Is this what you are looking for?

from quantopian.algorithm import attach_pipeline, pipeline_output  
from quantopian.pipeline import Pipeline, filters  
# ---------------------------------------------------------------  
STK_SET, MOM, AGO, N = filters.Q500US(), 126, 63, 10  
# ---------------------------------------------------------------  
def initialize(context):  
    schedule_function(trade, date_rules.every_day(), time_rules.market_open(minutes = 65))  
    attach_pipeline(Pipeline(screen = STK_SET), 'pipe')

def trade(context, data):  
    stocks = pipeline_output('pipe').index  
    C = data.history(stocks, 'price', MOM + AGO + 1, '1d')  
    R = C.iloc[-AGO-1] / C.iloc[0] - 1.0  
    R = R.dropna()  
    R.sort_values(ascending = False, inplace = True)  
    long_secs = R.tail(N)  
    short_secs = R.head(N)

    print(long_secs, short_secs)  

That works which is kind of what I did. What I really wanted was something I could integrate into the factors and the pipeline. I want to be able to define a Custom factor say "SixMonthReturn".

Example:

base_universe = QTradableStocksUS()
book_to_market = Fundamentals.book_value_per_share.latest
sixmonthreturn = SixMonthReturn(inputs=[data], window_length=360,...)

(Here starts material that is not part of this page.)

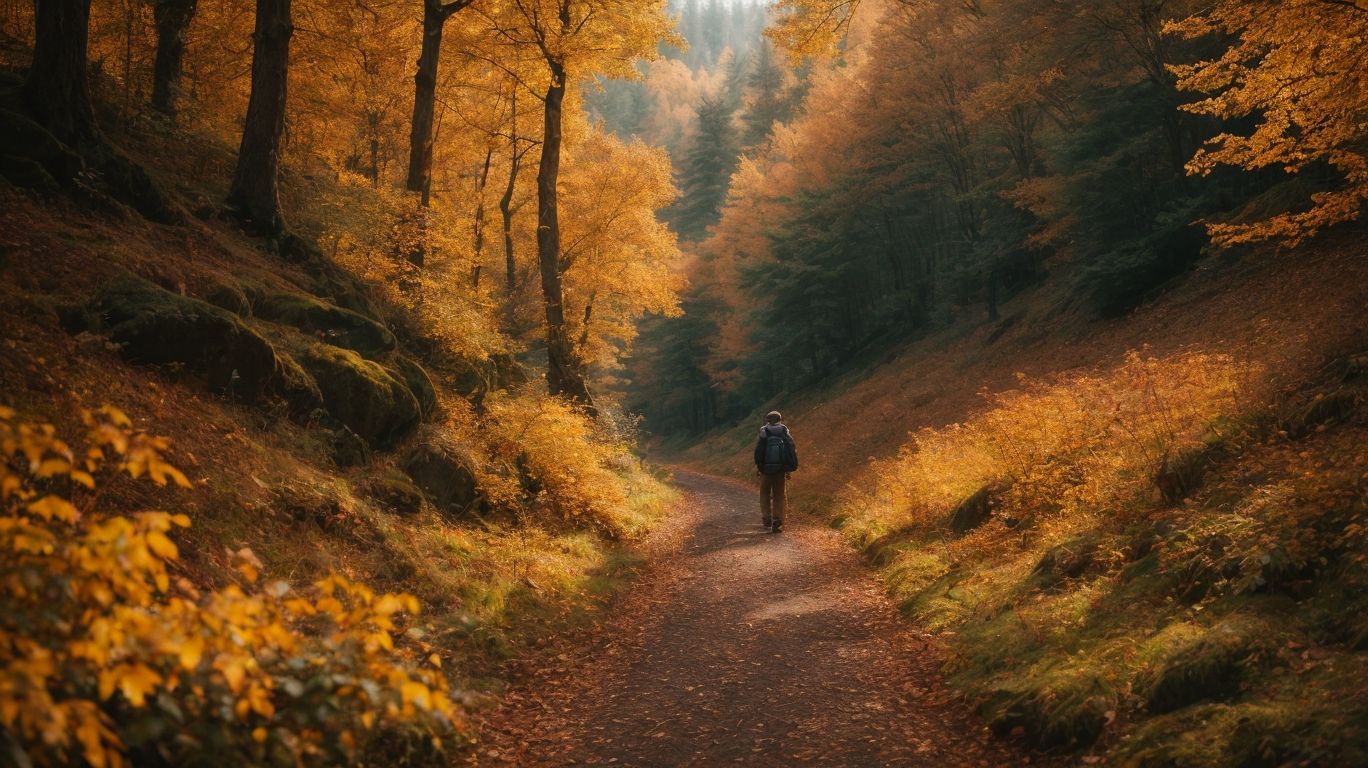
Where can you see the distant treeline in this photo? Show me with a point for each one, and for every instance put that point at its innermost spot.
(952, 155)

fil = (book_to_market >= 5) & (sixmonthreturn > .10)

return Pipeline( columns = {'btm' : book_to_market,
'6mret' : sixmonthreturn
},
screen = fil )

Generally any pipelines are defined in the 'initialize' method. This simply sets up the columns one wants in the returned dataframe when the pipeline is run. It's typically done in the 'initialize' method because it only needs to be done once and before the pipeline is actually run. The key point is that this simply defines the pipeline.

The statement "The price data can be accessed only through the 'data' object" isn't entirely true. The same price data (and more) can be accessed through pipelines. The exception is minute and current days data. Pipelines only have access to daily data and the latest available data is the previous trading day. So, unless one needs minute data and/or current day data, then it's all available using pipelines.

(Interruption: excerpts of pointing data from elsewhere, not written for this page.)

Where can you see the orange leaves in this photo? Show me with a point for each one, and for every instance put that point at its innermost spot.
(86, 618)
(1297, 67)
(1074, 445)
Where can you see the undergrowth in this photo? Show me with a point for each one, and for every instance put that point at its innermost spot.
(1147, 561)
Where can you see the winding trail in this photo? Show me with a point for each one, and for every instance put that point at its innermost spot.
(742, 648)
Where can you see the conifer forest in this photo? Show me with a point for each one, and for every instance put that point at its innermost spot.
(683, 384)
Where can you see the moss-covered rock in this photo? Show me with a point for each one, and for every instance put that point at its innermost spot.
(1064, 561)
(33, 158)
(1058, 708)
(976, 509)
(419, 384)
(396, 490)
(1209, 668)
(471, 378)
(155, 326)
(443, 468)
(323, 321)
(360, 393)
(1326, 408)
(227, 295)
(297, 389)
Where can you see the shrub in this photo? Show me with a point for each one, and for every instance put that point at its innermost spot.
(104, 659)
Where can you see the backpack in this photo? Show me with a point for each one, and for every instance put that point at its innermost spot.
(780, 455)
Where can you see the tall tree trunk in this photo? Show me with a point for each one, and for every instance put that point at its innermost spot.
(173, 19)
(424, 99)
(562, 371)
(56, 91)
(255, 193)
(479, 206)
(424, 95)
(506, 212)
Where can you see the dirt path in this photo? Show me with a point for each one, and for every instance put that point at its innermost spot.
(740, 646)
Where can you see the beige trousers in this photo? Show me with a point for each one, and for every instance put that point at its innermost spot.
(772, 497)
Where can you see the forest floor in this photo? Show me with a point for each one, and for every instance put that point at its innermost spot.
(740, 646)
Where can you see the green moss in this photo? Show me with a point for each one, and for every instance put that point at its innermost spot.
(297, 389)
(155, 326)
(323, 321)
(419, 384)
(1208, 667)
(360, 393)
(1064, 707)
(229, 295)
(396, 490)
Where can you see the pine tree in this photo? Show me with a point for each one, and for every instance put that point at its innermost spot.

Below is a simple custom factor to get previous values of an input factor. The window length determines how many trading days to 'look back'.

# Create a custom factor which takes as an input another factor  
# The output will be that factors value n days ago  
# n is set by setting the window length equal to n+1

class Factor_N_Days_Ago(CustomFactor):  
    def compute(self, today, assets, out, input_factor):  
        out[:] = input_factor[0]

To get the desired '6 month returns' but from 3 months ago one could do something like this.

# Create our base factor. In this case 6 month returns (126 trading days is about 6 months)  
returns_6_month = Returns(window_length=126, mask=base_universe)

# This is what our returns factor was  3 months ago (63 trading days is about 3 months)  
days_ago = 63  
returns_6_month_3_months_ago = Factor_N_Days_Ago([returns_6_month], window_length=days_ago+1, mask=base_universe)

See the attached notebook. Good luck.

Thanks, I did not realize there was a thing called Returns that was accessible from the pipeline. Solves my problem this.